Kontraksi yang terus-menerus akan menyebabkan perubahan anatomi dari kandung kemih berupa
hipertrofi otot detrusor, trabekulasi, terbentuknya selula, sekula, dan divertikel kandung kemih.
Dimana tekanan intravesikel yang tinggi diteruskan ke seluruh bagian buli-buli tidak terkecuali
pada kedua muara ureter. Tekanan pada kedua muara ureter ini dapat menimbulkan aliran balik
urine dari buli-buli ke ureter atau terjadi refluks vesiko-ureter. Keadaan tersebut jika berlangsung
terus akan mengakibatkan hidroureter, hidronefrosis, bahkan akhirnya dapat jatuh ke dalam gagal
ginjal (Muttaqin, 2011).
E. Manifestasi Klinis
Menurut Nuari 2017, manifestasi klinis yang timbulkan oleh BPH disebut sebagai syndroma
prostatisme. Sindroma prostatisme ini dibagi menjadi dua, antara lain:
1) Gejala obstruktif
a. Hesitansi, yaitu memulai kencing yang lama dan seringkali disertai dengan
mengejan yang disebabkan oleh karena otot destructor buli-buli
memerlukan waktu beberapa lama meningkatkan tekanan intravesikel guna
mengatasi adanya tekanan dalam uretra prostatika
b. Intermittency yaitu terputus-putusnya aliran kencing yang disebabkan oleh
karena ketidakmampuan otot destrussor dalam mempertahankan tekanan
intravesikel sampai berakhirnya miksi
c. Terminal dribbling yaitu menetesnya urine pada akhir kencing
d. Pancaran lemah yaitu kelemahan kekuatan dan pancaran
destrussor memerlukan waktu untuk dapat melampaui tekanan
di uretra
e. Rasa tidak puas setelah berakhirnya buang air kecil dan terasa
belum puas
2) Gejala iritasi
a. Urgency yaitu perasaan ingin buang air kecil yang sulit ditahan
b. Frequency yaitu penderita miksi lebih sering dari biasanya dapat
terjadi pada malam hari (nocturia) dan pada siang hari
c. Dysuria yaitu nyeri pada waktu kencing

F. Pemeriksaan Penunjang
Menurut Nuari 2017, pemeriksaan penunjang yang dilakukan pada pasien BPH adalah antara
lain:
1. Sedimen urin
Untuk mncari kemungkinan adanya proses infeksi atau inflamasi slauran kemih.
2. Kultur urin
Mencari jenis kuman yang menyebabkan infeksi atau sekaligus menentukan sensitifitas
kuman terhadap beberapa anti mikroba yang diujikan.
3. Foto polos abdomen
Mencari kemungkinan adanya batu saluran kemih atau kalkulosa prostat dan kadang
menunjukkan bayangan buli-buli yang penuh terisi urin yang merupakan tanda dari retensi
urine.
4. IVP (Intra Vena Pielografi)
Mengetahui kemungkinan kelainan ginjal atau ureter berupa hidroureter atau hidronefrosis,
memperkirakan besarnya kelenjar prostat, penyakit pada buli-buli.

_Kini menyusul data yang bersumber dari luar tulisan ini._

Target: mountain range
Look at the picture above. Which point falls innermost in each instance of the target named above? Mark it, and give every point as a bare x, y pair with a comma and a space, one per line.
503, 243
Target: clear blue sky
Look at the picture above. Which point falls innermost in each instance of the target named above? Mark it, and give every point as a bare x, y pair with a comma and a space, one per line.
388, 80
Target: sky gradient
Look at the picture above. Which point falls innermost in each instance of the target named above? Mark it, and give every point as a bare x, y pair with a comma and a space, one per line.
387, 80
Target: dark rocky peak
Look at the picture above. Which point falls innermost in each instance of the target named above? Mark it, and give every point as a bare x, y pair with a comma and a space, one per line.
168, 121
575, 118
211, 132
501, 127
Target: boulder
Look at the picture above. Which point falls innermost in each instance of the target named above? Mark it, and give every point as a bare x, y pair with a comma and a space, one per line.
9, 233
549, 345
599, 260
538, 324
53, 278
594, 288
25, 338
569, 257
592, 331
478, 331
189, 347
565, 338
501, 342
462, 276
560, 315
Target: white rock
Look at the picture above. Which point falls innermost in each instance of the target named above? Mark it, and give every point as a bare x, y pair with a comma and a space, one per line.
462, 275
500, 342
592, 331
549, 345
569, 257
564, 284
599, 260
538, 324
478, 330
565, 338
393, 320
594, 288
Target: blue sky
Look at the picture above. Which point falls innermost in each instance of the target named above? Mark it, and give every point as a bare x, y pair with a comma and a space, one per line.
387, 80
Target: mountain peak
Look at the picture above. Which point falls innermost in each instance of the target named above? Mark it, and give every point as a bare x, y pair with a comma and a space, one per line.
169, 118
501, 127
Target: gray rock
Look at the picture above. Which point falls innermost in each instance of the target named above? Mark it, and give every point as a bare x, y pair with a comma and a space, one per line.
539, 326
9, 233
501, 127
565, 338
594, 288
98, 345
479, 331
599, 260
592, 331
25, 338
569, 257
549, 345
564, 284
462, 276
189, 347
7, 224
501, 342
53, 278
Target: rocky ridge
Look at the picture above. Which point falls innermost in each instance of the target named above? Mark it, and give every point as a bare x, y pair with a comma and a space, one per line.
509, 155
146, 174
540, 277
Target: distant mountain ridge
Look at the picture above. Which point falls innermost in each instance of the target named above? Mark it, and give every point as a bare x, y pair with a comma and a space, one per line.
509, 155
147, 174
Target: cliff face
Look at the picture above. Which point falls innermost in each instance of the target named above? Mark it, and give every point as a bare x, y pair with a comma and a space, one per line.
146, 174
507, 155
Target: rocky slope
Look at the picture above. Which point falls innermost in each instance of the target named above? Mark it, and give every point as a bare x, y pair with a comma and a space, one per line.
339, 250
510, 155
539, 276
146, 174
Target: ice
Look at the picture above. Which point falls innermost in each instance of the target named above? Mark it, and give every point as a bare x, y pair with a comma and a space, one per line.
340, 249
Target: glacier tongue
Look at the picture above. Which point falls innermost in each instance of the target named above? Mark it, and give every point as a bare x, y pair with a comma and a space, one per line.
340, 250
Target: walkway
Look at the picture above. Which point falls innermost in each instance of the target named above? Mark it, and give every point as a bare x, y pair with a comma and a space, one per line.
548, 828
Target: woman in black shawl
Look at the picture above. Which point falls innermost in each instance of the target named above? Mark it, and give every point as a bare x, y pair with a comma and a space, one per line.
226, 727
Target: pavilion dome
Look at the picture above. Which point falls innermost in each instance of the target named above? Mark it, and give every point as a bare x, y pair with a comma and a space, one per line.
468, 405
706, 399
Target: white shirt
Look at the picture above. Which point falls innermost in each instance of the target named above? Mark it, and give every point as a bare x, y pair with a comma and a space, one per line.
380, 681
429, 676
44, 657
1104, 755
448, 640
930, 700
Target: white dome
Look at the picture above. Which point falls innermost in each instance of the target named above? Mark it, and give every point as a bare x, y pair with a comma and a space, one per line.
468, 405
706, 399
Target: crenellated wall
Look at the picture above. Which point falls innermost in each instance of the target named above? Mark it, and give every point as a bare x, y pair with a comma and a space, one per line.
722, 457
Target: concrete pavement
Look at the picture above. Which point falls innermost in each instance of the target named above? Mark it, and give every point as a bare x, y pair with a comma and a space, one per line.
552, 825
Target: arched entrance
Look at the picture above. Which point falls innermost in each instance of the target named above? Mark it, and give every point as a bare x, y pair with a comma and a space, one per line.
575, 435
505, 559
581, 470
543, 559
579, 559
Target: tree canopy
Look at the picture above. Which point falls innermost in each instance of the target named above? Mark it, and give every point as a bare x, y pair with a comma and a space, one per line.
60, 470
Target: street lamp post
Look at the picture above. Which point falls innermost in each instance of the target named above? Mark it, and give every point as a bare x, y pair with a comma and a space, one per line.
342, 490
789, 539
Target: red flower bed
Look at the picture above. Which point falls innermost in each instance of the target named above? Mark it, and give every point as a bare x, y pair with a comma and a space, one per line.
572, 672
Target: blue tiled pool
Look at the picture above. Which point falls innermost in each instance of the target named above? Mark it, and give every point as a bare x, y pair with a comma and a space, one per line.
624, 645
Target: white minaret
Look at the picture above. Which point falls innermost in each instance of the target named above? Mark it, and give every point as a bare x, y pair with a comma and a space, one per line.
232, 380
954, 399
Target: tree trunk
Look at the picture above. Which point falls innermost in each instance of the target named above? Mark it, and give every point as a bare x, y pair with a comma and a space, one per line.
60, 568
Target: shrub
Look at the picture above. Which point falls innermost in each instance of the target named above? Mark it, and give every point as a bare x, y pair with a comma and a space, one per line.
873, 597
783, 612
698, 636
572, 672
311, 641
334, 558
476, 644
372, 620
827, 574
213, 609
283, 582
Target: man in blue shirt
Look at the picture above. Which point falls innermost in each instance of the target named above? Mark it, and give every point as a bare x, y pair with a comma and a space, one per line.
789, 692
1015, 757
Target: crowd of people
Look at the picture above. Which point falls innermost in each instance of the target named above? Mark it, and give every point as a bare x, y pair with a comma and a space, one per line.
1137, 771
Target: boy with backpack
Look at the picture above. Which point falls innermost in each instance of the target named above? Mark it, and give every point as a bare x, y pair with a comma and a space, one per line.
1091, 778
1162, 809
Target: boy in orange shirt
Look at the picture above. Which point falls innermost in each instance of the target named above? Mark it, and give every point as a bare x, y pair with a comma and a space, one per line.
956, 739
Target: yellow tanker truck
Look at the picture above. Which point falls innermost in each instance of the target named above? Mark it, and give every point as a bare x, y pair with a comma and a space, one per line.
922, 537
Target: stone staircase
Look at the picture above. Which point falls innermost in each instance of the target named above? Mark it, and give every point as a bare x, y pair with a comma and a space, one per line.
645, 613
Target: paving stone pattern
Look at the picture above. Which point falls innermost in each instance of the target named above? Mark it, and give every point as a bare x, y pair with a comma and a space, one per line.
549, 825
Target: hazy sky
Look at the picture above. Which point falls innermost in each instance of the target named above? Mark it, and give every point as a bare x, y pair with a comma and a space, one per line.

5. Ultrasonografi (Trans abdominal dan trans rektal)
Untuk mengetahui pembesaran prostat, volume buli-buli atau mengukur sisa urin dan
keadaan patologi lainnya seperti difertikel, tumor.
6. Systocopy
Untuk mengukur besar prostat dengan megukur panjang uretra parsprostatika dan melihat
prostat ke dalam rectum
G. Komplikasi
Komplikasi BPH dapat dibagi menjadi dua bagian besar yaitu komplikasi pada traktus
urinarius dan komplikasi di luar traktus urinarius. Di dalam traktus urinarius komplikasi BPH
meliputi retensi urine berulang atau kronis, hematuria, infeksi saluran kemih berulang, batu
kandung kemih, perubahan patologi pada kandung kemih (trabekulasi, sakulasi divertikel),
hidroureteronefrosis bilateral dan gagal ginjal. Sedangkan komplikasi di luar traktus urinarius
adalah hernia dan hemoroid (Budaya, 2019).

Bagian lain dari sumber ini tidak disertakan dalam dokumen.